Now Carrie opened the envelope and found the three letters folded as she had left them. Behind the letters she found more, ten pages of Andrew’s sloped scrawl. These were not carefully composed; he repeated sentences from one day or week to the next, pleading with Lulu to listen. They were dated, with the time. Several marked as two or three in the morning after Andrew and Lulu had been on the phone. He swore he was taking a cab to the airport at sunrise and flying back to California. He said it hurt more to be sent away than to be with her until the end. She wasn’t saving him, he didn’t know where she’d gotten the idea that one of them could be saved. She didn’t have the right. But it seemed that she had. I can make my own choices, and I choose you. How had she kept him away? When had he given up and found his swimsuit model? Is that when Lulu understood her mistake? Had she not known until then? She wouldn’t try to call him back, the farthest she could reach was to burn his things, destroy what she had believed would always be true.

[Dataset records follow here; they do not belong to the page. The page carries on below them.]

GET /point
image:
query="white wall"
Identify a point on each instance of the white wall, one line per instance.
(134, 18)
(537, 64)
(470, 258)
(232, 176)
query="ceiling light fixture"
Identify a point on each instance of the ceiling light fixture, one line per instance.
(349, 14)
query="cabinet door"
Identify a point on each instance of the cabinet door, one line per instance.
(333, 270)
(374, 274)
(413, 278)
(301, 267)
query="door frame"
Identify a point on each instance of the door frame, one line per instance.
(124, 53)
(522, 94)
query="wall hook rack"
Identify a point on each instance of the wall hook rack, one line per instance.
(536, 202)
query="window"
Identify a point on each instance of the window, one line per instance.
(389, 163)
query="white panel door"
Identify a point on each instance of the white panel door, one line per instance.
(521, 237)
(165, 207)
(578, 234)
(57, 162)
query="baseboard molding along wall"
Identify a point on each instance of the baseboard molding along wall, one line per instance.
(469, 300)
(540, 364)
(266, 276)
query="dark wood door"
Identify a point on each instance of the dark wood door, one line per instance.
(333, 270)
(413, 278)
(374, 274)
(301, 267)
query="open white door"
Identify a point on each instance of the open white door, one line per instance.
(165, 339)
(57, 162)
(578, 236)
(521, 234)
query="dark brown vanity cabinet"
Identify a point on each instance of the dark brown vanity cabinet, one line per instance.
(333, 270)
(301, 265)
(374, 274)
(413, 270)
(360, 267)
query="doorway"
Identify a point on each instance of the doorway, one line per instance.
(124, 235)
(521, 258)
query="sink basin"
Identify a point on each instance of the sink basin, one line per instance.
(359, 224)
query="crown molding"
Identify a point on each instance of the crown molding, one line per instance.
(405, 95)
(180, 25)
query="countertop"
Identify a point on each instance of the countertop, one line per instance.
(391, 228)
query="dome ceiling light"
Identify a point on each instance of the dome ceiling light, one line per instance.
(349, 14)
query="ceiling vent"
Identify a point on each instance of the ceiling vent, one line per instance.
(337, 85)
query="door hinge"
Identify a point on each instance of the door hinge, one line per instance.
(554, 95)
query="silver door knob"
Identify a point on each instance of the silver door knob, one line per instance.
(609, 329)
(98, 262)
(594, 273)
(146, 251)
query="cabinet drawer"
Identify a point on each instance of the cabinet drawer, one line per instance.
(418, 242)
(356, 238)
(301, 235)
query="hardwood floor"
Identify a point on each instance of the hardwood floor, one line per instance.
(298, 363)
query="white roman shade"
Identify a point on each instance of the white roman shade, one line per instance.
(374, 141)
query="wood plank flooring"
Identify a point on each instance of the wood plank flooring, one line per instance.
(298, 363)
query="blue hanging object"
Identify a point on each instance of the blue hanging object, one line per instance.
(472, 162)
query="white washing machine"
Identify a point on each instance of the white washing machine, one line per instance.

Carrie unwrapped the present slowly.
It was a picture frame with a photograph of Lulu and Carrie, their arms around each other under Blair Arch. The same photograph Carrie had thrown away in Guatemala, as if Lulu had known she’d lost it. They wore wool fisherman sweaters, jeans, and boots and stood on a white blanket of snow. The snow was three or four inches thick at most, but it looked luxurious. Carrie and Lulu had pink cheeks and triumphant smiles, and bits of white in their hair. They had just carved angels on the lawn, flying their arms and legs across the snow as they stared up into the cold blue sky.